El Zar no se vio a sí mismo, acaso identificó a todo su gabinete, pero jamás su mirada se volcó hacia adentro; la catarsis no fue con ese otro que vio en el escenario, sino una catarsis social, una comedia.

 

***

 

 

Gógol buscó porfiadamente a partir de su comedia, rescatar de la nimiedad del vacío, lo extraordinario, de los pantanos, la flor, que el espectador o lector pudiera llegar a una autocrítica severa y no sólo a meras carcajadas atrapadas en un teatro.
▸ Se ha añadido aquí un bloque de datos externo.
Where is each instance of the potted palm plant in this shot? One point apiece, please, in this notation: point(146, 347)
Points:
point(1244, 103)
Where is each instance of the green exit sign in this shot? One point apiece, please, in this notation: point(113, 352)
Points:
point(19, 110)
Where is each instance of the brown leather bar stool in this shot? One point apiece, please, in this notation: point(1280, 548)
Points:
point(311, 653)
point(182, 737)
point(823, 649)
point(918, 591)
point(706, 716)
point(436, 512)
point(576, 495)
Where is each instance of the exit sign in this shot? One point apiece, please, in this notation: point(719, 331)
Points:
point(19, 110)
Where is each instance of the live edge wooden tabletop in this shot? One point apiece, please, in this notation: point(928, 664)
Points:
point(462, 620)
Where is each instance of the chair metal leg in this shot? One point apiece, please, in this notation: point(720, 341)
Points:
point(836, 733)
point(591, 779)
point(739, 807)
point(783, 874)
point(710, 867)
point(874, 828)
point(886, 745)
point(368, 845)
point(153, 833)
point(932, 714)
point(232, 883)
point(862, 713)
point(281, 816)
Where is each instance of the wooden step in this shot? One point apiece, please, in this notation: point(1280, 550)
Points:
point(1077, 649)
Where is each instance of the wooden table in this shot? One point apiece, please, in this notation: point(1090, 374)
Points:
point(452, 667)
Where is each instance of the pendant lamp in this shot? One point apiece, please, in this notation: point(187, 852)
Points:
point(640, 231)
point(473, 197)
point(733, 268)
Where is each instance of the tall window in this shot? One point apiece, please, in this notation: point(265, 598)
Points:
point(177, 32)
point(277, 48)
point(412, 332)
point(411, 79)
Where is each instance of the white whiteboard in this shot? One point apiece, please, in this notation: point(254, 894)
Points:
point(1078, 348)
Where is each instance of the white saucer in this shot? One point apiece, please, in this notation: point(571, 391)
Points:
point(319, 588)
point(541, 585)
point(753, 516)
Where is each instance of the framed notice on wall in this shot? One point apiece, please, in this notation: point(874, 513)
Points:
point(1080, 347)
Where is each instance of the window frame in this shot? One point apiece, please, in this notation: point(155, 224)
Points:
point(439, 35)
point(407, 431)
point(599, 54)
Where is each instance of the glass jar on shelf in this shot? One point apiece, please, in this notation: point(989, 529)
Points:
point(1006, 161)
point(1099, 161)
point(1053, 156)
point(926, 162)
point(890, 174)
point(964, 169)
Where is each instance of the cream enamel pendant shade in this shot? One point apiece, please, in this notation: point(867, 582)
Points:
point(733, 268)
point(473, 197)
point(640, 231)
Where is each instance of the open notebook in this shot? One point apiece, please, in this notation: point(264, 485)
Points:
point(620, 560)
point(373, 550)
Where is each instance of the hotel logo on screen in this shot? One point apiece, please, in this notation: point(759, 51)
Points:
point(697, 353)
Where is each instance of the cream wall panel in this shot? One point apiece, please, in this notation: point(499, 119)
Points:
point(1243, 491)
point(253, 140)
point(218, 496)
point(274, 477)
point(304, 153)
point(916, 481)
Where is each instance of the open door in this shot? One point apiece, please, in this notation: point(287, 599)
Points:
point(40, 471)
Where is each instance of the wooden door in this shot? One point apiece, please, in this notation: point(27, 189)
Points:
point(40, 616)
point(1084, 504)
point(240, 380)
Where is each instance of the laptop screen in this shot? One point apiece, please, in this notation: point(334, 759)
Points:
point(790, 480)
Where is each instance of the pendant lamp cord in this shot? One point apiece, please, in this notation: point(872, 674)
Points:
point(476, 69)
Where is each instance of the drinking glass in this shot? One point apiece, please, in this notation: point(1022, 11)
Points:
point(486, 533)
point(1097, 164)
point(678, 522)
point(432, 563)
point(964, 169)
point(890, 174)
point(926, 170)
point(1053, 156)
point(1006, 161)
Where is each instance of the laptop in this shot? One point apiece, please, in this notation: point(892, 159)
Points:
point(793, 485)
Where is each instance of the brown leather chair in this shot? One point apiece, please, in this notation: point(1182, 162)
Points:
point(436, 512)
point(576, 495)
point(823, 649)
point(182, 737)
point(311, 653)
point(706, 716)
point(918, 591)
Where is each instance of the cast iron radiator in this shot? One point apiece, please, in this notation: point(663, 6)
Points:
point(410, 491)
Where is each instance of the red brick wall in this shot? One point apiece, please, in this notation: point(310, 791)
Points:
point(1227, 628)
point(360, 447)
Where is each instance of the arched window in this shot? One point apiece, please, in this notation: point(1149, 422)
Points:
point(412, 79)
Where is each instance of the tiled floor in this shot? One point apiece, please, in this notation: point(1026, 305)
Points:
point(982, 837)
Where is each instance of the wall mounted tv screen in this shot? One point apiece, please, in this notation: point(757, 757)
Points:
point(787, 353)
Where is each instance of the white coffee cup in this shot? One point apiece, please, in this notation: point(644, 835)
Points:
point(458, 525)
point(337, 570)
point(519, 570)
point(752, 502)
Sin embargo, en su búsqueda interna, sólo encontró la vacuidad en medio de un charco empantanado… Nada es lo que parece ya que Gógol jamás encontró lo que había imaginado.

No hay final feliz.

El fuego es el mejor abrazo del fracaso. Ante un sinfín de acertijos sin resolverse (¿Qué pasó con Jlestakov al huir de la aldea o con Chíchikov al escapar?), ecos sin respuesta; una terrible verdad anquilosada a un tiempo cíclico: la literatura (su literatura) no va a cambiar el rumbo de la historia. Gógol se evapora y decide quemar en el mismo fuego que Prometeo le robó a los dioses, parte de su gran ensoñación entrecortada brutalmente por la pesadilla de la mezquindad en el otro porque no hay risa que pueda mantener la comisura de los labios torcida, la boca tiene que cerrarse, ocultar la hilera de dientes, apagarse en medio una sociedad y personajes tan débiles y corruptos que la historia es cercana, familiar, no importa que sea en Rusia o en Ucrania; infortunadamente no hay pedazo de tierra o cabeza atribulada que no pueda sentirse identificada.

 

 

 

Bibliografía:

  • BARTHES, Roland. 2007. El placer del texto y lección inaugural. Madrid: Siglo XXI.
  • BENTLEY, Erik. 1982. La vida del drama. Barcelona: Ed. Paidós.
  • GADAMER, Hans-Georg. 1999. Poema y diálogo. Trad. de Daniel Najmías y Juan Navarro. Barcelona: Gedisa.
  • MEGGED, Nahum. 1984. Rosario castellanos. Un largo camino a la ironía. México: El Colegio de México.

[1] Barthes, Roland. El placer del texto y lección inaugural. Siglo XXI. Pp. 121 -122.

[2] Valadés, Edmundo. El libro de la imaginación. FCE. p. 101.

[3] Megged, Nahum. Rosario Castellanos. Un largo camino a la ironía. El Colegio de México. p. 15.

[4] Bentley, Erik. La vida del drama. Paidós. p. 96.